Der Verantwortliche genehmigt mit Abschluss des AVV den Einsatz der nachfolgend aufgeführten Unterauftragsverarbeiter (allgemeine schriftliche Genehmigung gemäß AVV § 5).
| Subprozessor | Sitz | Leistung / Zweck | Datenkategorien | Ort der Verarbeitung |
|---|---|---|---|---|
| Google Ireland Limited | Gordon House, Barrow Street, Dublin 4, Irland | Hosting (Firebase App Hosting), Authentifizierung (Firebase Auth), Datenspeicherung (Cloud Firestore) | Konto- und Profildaten, Klienten- und Finanzdaten, IP-Adresse | EU-Region; Mutterkonzern Google LLC (USA) |
| Stripe Payments Europe, Limited | 1 Grand Canal Street Lower, Dublin 2, D02 H210, Irland | Abwicklung von Zahlungen und Abonnements | Zahlungs- und Rechnungsdaten, E-Mail-Adresse | EU; Mutterkonzern Stripe, Inc. (USA) |
| Formbricks GmbH | Kuhnkestraße 6, 24118 Kiel, Deutschland | In-App-Feedback-Umfragen | Pseudonyme Nutzer-ID, E-Mail-Adresse, Feedback-Antworten, Seiten-URL | Deutschland (EU) |
Hinweise zum Drittlandtransfer: Google und Stripe gehören zu Konzernen mit Sitz in den USA. Die jeweiligen US-Entitäten sind unter dem EU-US Data Privacy Framework zertifiziert; ergänzend kommen EU-Standardvertragsklauseln (Art. 46 Abs. 2 lit. c DSGVO) zur Anwendung. Die operative Verarbeitung der Auftragsdaten erfolgt in der EU-Region. Formbricks verarbeitet ausschließlich innerhalb der EU; ein Drittlandtransfer findet insoweit nicht statt.
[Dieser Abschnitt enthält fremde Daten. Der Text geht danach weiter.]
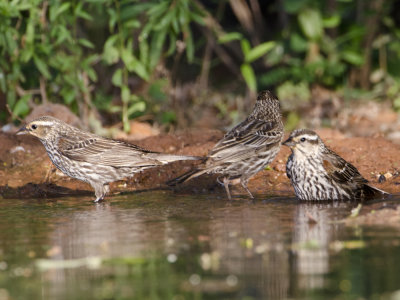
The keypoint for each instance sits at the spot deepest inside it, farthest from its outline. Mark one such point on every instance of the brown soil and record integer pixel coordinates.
(26, 171)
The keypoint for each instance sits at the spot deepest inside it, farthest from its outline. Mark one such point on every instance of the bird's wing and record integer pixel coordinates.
(102, 151)
(244, 139)
(289, 164)
(340, 170)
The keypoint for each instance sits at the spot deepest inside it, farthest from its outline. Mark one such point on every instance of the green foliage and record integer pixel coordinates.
(250, 55)
(106, 54)
(48, 45)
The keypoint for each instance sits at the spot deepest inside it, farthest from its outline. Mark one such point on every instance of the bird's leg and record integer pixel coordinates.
(244, 182)
(48, 173)
(226, 185)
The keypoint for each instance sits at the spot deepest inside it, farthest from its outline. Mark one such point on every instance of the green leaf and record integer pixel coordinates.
(198, 18)
(245, 44)
(226, 38)
(21, 107)
(352, 57)
(41, 65)
(332, 21)
(156, 47)
(59, 10)
(259, 51)
(298, 43)
(311, 23)
(86, 43)
(136, 107)
(110, 52)
(293, 6)
(117, 78)
(189, 46)
(249, 76)
(125, 94)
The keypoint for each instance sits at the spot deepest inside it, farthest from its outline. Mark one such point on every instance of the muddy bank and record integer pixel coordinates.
(26, 170)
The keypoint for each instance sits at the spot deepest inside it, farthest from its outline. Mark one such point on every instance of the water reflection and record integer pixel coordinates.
(157, 246)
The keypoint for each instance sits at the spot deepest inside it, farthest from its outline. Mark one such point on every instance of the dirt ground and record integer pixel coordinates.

Rollenabgrenzung — nicht als Subprozessoren geführte Dienste: Folgende Dienste wurden nach dem Audit aus der Subprozessoren-Liste entfernt, da sie keine Klientendaten im Auftrag des Verantwortlichen verarbeiten. Sie sind in der Datenschutzerklärung des Anbieters dokumentiert:
- Google Analytics 4 — gemeinsame Verantwortlichkeit nach Art. 26 DSGVO (Beschluss der Datenschutzkonferenz vom 26.05.2020), kein Auftragsverarbeitungsverhältnis.
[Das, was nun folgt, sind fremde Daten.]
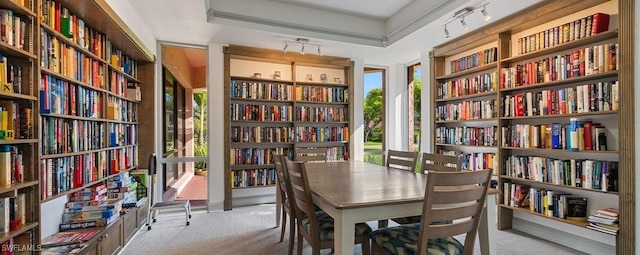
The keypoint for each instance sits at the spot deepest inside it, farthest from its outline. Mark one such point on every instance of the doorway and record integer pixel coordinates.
(183, 118)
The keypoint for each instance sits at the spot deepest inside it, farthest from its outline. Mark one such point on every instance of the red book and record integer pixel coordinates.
(600, 23)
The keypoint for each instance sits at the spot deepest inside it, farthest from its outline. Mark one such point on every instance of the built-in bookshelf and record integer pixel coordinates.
(89, 69)
(546, 114)
(19, 144)
(280, 102)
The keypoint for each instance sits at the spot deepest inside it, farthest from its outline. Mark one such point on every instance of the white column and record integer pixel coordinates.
(215, 87)
(357, 137)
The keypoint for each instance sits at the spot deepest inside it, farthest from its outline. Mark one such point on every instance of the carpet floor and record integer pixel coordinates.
(251, 230)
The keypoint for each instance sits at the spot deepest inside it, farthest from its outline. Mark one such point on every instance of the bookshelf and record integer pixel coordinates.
(306, 105)
(548, 105)
(89, 70)
(19, 180)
- Brevo (Sendinblue SAS) — Versand von E-Mails an den Nutzer; Verarbeitung von Kundenstammdaten in eigener Verantwortung des Anbieters.
- YAXI GmbH (Zollhof 7, 90443 Nürnberg) — technischer Übertragungskanal für den optionalen Bank-Kontoabruf. Die Online-Banking-Zugangsdaten des Nutzers und die abgerufenen Kontodaten werden ausschließlich zwischen dem Browser des Nutzers und dessen Bank durchgeleitet; eine inhaltliche Kenntnisnahme oder Speicherung durch die YAXI GmbH findet aufgrund der technischen Ausgestaltung nicht statt. Nach unserer Bewertung liegt damit keine Auftragsverarbeitung im Sinne des Art. 28 DSGVO vor (reine Durchleitung); die Speicherung der Abruf-Ergebnisse erfolgt beim Subprozessor Google (siehe Übersicht).
Die Einordnung von Stripe und Formbricks (Anbieter-eigene Verantwortung vs. Auftragsverarbeitung) ist anwaltlich abschließend zu prüfen; vorsorglich werden sie hier transparent aufgeführt.
Änderungsverfahren: Änderungen dieser Liste (Hinzufügen/Ersetzen von Subprozessoren) werden dem Verantwortlichen gemäß AVV § 5 Abs. 2 vorab in Textform mitgeteilt. Der Verantwortliche hat ein Widerspruchsrecht aus wichtigem, datenschutzrechtlich begründetem Anlass.